LOUD & CLOSE: A MORTE INACESSÍVEL E A COSTURA DA AMÉRICA


Nei Duclós


Se “loud” significa alto, por que foi traduzido para “forte” no título do filme Extremely Loud & Incredibly Close ? O filme é de 2011, dirigido por Stephen Daldry, que nos deu grandes obras, como O Leitor e As Horas. Alto ao extremo e perto (ou fechado) além da conta é o lugar onde se encontra Tom Hanks, no topo das Torres Gêmeas no 11 de setembro de 2001. De lá ele despenca, depois de tentar entrar em contato com a família pelo celular. Nesses minutos terminais, gravados pelo seu filho (o garoto Thomas Horn, que surta com a perda do pai), ele significa o desafio de uma cultura que se propõe hegemônica e, portanto, não admite a morte.

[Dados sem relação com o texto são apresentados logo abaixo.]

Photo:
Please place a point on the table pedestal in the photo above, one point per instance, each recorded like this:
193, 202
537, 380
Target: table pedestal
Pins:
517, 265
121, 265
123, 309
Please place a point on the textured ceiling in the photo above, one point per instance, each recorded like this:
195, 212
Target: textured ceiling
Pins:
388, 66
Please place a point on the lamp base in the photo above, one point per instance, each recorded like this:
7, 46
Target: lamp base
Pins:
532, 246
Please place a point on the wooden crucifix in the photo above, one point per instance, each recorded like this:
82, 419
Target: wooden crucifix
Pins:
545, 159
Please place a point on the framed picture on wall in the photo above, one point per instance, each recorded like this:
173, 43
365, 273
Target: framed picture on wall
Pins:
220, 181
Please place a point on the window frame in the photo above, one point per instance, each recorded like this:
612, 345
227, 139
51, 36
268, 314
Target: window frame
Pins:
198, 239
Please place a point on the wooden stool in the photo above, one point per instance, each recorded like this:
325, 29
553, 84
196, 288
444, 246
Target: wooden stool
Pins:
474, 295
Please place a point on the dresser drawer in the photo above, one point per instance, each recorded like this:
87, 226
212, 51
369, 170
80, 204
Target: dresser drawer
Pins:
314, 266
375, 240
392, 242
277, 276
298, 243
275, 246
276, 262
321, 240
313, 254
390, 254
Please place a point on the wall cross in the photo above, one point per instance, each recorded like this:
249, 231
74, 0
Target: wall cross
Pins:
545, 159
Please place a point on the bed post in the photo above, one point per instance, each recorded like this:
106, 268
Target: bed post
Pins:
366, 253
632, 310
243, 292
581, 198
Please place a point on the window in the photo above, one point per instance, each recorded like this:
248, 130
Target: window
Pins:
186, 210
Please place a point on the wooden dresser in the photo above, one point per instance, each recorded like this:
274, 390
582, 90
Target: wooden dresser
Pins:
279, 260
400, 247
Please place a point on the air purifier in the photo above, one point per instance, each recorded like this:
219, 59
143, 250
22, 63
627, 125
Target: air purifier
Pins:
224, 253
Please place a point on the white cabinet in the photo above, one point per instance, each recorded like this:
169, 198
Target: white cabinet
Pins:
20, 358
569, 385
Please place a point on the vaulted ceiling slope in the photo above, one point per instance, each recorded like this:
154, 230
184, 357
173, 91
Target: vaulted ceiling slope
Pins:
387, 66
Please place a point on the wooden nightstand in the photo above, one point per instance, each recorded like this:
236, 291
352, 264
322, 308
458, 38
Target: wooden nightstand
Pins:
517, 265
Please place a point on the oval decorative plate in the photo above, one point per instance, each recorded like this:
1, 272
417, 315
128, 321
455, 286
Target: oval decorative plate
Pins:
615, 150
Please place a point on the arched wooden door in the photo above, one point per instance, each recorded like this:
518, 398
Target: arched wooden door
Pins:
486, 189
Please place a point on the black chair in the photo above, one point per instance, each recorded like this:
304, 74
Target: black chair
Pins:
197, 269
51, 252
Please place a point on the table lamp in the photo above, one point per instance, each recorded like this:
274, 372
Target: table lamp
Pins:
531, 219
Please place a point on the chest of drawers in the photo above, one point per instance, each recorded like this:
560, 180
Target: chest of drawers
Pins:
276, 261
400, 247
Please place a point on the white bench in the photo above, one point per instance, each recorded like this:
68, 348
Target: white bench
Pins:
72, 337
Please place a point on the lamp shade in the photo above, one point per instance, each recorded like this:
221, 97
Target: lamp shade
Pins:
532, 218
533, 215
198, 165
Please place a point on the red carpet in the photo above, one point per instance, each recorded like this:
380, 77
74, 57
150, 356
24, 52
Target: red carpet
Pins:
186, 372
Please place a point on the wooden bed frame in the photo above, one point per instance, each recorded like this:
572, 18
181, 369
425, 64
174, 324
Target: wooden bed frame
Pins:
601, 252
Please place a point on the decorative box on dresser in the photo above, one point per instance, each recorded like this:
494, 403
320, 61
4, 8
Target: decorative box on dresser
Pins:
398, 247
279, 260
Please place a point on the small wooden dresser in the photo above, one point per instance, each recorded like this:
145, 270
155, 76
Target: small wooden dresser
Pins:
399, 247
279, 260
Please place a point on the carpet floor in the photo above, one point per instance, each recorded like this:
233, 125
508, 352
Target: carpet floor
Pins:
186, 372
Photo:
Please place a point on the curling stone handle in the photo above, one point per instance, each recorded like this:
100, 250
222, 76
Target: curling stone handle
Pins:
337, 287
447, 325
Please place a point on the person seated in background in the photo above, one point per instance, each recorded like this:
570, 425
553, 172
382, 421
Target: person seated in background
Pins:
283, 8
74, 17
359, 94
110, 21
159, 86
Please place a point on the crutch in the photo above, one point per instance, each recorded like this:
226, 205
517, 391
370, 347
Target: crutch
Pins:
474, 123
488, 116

O pai que cai da torre encaminhou uma charada para o filho que o busca por meio desse labirinto por não ter um corpo para se despedir. O garoto procura encaixar uma chave encontrada no armário em lugares identificados por proprietários com um determinado sobrenome. É um modo de tentar reverter o que era tão próximo e de repente ficou tão inacessível. Dessa dor (a busca obsessiva em direção ao funeral adiado) é feito o filme, que tem como âncora a presença de dois magníficos artistas: Sandra Bullock, a que reprime o choro convulso que no fim a derruba, e Max Von Sydow, o avô distante e mudo que se comunica por bilhetes escritos a mão. Há ainda John Goodman, o porteiro que tudo entrega, e Viola Davis, a que salva o casamento ajudando o menino.

O cinema americano produziu inúmeros filmes sobre o espírito que volta do julgamento celestial para uma nova chance. O céu erra, a América jamais. O soldado que some no front e volta anos mais tarde transtornado é outra encarnação desse mito que dribla a morte. Nos faroestes, os bons rapazes jamais morriam, isso era função dos malfeitores. Sendo bom e justo você acaba sempre voltando para casa, lugar da eternidade. O pânico do garoto que perdeu o pai é seguir seu destino, o de desaparecer. Seus medos são trabalhados pelo avô, que o estimula a enfrentá-los. E seus passos são amparados pela mãe, que tudo provê, o matriarcado que assiste seus filhos principalmente na tragédia.

A morte do pai no fundo não importa, o que vale é sua lição ser seguida pelo filho, o que é garantia de sobrevivência da identidade da nação. O pai convida o garoto a ir o mais alto possível no balanço e de lá atirar-se no abismo. O menino acha perigoso e não vai. Mas descobre, na sua dor, que precisa fazer exatamente isso, desencavar o sentido do recado paterno para também ousar subir, por mais ameaçador que isso seja. Não podemos desistir de atingir o topo, diz o filme, já que fomos para lá e de lá não despencaremos jamais. Permanecer acima é o que conta.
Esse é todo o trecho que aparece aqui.